I think it's crazy that standard SQL has no clean way of handling nested data. It's might not fit elegantly into the relational model, but it's still a common business problem that should be addressed. At the bare minimum something like `array_agg` should be standardized.
Alternative query languages like EdgeQL show what first class support for nested data (and navigations) could look like, while the data model is still relational.
If op is here: you can dramatically improve the robustness and soundness of your benchmark with one simple trick: you can run old versions of ASP.NET (Core) frameworks on newer .NET runtimes with no other changes; i.e. instead of benchmarking ASP.NET 10 + EF 10 on .NET 10 vs ASP.NET 11 + EF 11 on .NET 11, you can bench ASP.NET 10 + EF 10 on .NET 11 vs ASP.NET 11 + EF 11 on .NET 11
(I always upgrade projects by first upgrading the runtime and checking everything then separately (and maybe much later!) upgrading the framework.)
I don't understand the argument why `AsSplitQuery` could be more performant than a single round trip involving a multi join query. People mention data duplication and increased memory usage, but I would assume that `duplication` is just a matter of an extra pointer, not a bit-for-bit duplication of every reference to a single row.
Please enlighten me.
I’ve always solved this with Multiple Active Result Sets and stored procedures.
Collect the data in the stored procedure with temp/in-memory tables and return minimal, non-duplicated, related result sets.
Single round trip, still accumulates results in efficient bulk batches, and allows results to be processed by the client as they stream in.
We need EF Core / DLINQ or equivalents for pretty much all languages.

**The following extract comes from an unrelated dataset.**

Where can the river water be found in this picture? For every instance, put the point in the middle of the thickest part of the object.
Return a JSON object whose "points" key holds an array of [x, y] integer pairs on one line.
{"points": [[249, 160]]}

looking at the benchmark it doesn't seem to be much of a difference, could someone please explain to me why is this little gain in performance so much important? especially when it did increased the GC work? or I didn't understood the data right? ty in advance
What EF needs is support for using postgresql's `array_agg` when `Include`ing collections.
The real win in EF Core 11 is pruning the reference-nav joins out of split child queries, that's been dead weight since AsSplitQuery existed.
I wish EF Core had first-class support for raw SQL, like Dapper.